A muchos de mis amigos y vecinos, les he manifestado que pueden enviarme textos, para incluirlos en la página del blog, afortunadamente estos "llamados" surten efecto y he aquí un escrito de un amigo, periodista joven, que nos envía su relación con los barrios de su infancia. Los dejo con Jose Antonio Lizana A.
Mi infancia en el Barrio San Eugenio y sobre Ferroviarios.
Jose Antonio Lizana A.
Mi primer grito no fue de gol, pero me imagino que fue algo bien parecido.
Nací el lunes 11 de abril de 1977 a las 9:45, en el Hospital San Juan de Dios de Santiago. Fui criado en el seno de un hogar humilde, con escasísimos bienes materiales, pero con abundancia de espíritu y amor. Mi padre era obrero ferroviario y mi madre se dedicó abnegadamente a los hijos y también a los quehaceres de la casa.
Mi hermana Pamela me cuenta que hasta mi año y medio vivimos en la calle Bascuñán, al lado de las Broncerías Chile, en el barrio Blanco Encalada. Luego nos cambiamos a la calle Antofagasta, precisamente en el número 3045, en la casa 4 del barrio San Eugenio. Mi casa estaba a cinco cuadras de la Maestranza de Ferrocarriles y del Estadio de Ferroviarios “Hugo Arqueros Rodríguez”. Era un pasaje largo y angosto, donde hice mis primeros amigos y donde di mis primeros chutes.

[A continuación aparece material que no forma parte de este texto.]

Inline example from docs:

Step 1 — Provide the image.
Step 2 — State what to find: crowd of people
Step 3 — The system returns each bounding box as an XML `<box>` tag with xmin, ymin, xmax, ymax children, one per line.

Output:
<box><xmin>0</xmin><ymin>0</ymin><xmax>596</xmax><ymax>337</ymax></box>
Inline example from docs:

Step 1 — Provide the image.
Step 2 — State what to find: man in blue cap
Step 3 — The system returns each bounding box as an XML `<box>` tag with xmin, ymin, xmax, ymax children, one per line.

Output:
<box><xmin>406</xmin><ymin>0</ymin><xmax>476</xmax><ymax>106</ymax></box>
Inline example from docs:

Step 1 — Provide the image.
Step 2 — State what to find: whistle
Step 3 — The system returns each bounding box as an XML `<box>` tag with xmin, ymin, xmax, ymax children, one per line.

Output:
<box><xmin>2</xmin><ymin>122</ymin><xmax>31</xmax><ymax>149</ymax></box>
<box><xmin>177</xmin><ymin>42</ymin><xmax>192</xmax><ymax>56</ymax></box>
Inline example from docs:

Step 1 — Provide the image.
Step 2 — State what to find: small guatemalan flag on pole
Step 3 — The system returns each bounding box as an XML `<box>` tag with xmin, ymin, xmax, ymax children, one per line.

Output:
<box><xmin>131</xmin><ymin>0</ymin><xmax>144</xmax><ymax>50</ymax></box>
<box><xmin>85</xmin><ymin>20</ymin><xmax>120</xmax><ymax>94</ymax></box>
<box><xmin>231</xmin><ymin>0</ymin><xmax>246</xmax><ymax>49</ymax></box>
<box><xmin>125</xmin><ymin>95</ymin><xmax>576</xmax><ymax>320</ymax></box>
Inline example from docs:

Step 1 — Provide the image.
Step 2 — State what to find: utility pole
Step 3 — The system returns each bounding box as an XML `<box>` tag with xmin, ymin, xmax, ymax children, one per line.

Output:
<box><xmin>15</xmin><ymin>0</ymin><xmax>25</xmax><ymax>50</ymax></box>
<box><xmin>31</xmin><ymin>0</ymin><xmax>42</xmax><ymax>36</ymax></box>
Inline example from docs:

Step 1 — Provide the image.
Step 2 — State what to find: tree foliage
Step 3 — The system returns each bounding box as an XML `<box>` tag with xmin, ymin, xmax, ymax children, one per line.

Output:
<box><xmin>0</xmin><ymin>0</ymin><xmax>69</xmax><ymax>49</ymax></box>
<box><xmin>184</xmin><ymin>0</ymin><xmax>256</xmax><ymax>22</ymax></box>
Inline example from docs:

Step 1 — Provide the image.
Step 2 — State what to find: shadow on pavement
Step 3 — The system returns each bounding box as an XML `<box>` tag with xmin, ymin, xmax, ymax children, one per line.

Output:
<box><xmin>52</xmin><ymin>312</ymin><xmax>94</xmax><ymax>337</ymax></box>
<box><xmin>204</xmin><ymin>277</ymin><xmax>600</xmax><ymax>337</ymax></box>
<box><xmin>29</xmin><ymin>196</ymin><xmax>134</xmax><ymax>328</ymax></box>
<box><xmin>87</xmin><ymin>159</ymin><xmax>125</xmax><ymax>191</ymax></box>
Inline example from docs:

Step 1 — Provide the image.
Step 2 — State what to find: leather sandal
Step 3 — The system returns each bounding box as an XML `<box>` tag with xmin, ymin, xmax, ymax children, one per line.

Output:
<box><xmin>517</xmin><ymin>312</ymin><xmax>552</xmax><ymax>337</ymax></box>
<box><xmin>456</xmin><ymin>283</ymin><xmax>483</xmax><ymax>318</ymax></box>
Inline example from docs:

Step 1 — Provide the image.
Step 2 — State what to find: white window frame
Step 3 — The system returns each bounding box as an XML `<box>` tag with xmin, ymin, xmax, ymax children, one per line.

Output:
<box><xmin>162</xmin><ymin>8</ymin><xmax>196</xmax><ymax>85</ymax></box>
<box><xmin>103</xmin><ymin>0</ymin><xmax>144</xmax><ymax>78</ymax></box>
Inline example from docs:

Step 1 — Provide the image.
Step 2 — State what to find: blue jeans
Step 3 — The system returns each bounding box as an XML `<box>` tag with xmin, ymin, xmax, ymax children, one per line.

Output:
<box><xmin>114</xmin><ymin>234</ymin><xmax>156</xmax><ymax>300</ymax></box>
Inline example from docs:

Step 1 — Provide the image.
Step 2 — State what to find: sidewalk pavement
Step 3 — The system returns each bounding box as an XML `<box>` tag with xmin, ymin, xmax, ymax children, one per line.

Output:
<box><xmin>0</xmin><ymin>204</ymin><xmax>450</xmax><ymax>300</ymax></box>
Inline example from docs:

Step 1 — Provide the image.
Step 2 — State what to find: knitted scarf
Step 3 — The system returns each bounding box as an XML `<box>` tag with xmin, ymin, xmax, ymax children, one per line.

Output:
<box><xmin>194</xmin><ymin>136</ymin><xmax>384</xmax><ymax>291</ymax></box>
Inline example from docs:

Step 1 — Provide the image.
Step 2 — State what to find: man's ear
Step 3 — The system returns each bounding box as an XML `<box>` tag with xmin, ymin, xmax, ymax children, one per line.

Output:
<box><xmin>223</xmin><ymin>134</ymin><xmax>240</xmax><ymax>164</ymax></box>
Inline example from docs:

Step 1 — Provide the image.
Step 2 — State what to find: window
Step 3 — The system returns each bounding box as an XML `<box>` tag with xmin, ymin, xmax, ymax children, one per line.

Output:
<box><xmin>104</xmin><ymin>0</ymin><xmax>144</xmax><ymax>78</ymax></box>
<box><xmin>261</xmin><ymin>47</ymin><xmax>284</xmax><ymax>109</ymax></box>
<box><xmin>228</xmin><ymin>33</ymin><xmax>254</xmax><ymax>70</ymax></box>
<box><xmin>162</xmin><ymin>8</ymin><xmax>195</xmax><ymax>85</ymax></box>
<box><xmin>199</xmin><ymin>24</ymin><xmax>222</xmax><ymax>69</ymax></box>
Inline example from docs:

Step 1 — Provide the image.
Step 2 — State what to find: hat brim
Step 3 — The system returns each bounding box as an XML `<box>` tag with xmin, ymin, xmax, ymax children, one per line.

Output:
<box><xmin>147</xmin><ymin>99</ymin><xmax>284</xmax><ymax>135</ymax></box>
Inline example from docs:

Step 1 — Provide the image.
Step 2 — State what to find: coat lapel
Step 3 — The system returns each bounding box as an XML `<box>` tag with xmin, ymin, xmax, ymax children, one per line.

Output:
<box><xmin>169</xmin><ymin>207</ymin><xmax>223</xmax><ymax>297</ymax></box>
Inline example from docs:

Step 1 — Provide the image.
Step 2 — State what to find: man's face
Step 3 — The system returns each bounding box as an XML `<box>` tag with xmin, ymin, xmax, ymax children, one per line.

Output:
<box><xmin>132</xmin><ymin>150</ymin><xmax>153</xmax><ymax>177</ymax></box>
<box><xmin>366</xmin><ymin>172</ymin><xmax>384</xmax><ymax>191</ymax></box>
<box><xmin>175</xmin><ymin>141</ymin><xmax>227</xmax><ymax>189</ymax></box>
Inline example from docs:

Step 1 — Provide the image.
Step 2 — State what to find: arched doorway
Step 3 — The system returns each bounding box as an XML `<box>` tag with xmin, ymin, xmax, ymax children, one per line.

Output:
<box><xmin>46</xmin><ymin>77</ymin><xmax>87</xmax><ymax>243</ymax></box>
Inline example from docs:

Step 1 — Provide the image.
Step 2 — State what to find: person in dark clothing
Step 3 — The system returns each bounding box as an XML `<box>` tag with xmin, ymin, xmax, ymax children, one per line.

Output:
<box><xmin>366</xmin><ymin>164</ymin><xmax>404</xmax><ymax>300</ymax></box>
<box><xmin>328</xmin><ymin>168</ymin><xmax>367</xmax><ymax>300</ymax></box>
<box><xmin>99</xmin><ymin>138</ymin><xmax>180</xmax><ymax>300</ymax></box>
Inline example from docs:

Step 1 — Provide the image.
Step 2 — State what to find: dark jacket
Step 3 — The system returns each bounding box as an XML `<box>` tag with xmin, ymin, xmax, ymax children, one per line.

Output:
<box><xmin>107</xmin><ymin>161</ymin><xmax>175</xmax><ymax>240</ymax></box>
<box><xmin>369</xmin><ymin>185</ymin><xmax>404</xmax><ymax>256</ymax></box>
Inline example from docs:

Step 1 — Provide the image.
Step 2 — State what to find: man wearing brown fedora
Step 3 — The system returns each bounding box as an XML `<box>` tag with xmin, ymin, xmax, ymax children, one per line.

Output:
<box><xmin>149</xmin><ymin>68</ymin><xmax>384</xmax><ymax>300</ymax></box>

Con mis vecinos Panchito y Marcelo les hacíamos tremendas pichangas a los cabros del Mando Mando y del Saca Pica. También jugábamos con otros muchachos del barrio y de las poblaciones más cercanas como la Arauco y la Fresia. La angostura del campo de juego, obligaba a jugar de a tres por lado. El “3045” era un recinto inexpugnable y casi nadie salía con el triunfo desde nuestro refugio. Convengamos en que la estrechez del pasaje nos daba ciertas ventajas, como hacer autopases con las murallas y marcarles muchos goles a nuestros contrincantes. Un toque a la pared era como pasársela a Garrincha o a Lucho Pérez.
En el arco el Pancho era portentoso y no entraba ni siquiera el viento. Le vi atajadas y voladas memorables, dignas del “Cóndor” Rojas, del Pato Toledo o del “Súperman” Vargas. También le vi unos conatos al estilo Juan “Candonga” Carreño. Marcelo, en la defensa, era el típico larguirucho malo para la pelota pero muy útil atrás. A lo Don Elías, el jugador pasaba pero no la pelota; mejor dicho, los jugadores no se atrevían a pasar porque este cristiano calzaba 41, y una patadita de esas nadie la quería de regalo. Pancho y Marcelo eran hermanos, sin embargo, en la cancha a veces esto se les olvidaba.
Como buen zurdo, a mí me tocaba la creación del fútbol y los goles. A lo Edgard Davis, nunca me sacaba los anteojos para jugar y en los cabezazos sufría porque se me caían o los cabros mal intencionados me los sacaban. Hartas veces tuve que aguantarme el reto de mi madre por los lentes rotos y por su inacabable ida a la óptica a repararlos. Finalmente me los parchaba con cinta adhesiva cada vez que llegaba con ellos destrozados. Cuando mi mamá me llamaba a tomar onces, el partido se tenía que suspender por algunos minutos. Si íbamos perdiendo me daba rabia, y si íbamos ganando trataba de hacer tiempo. En un acto máximo de fair play y algo más calmado, invitaba a los rivales a sentarse a la mesa a tomarse un tecito y a comerse un rico pan con tomate.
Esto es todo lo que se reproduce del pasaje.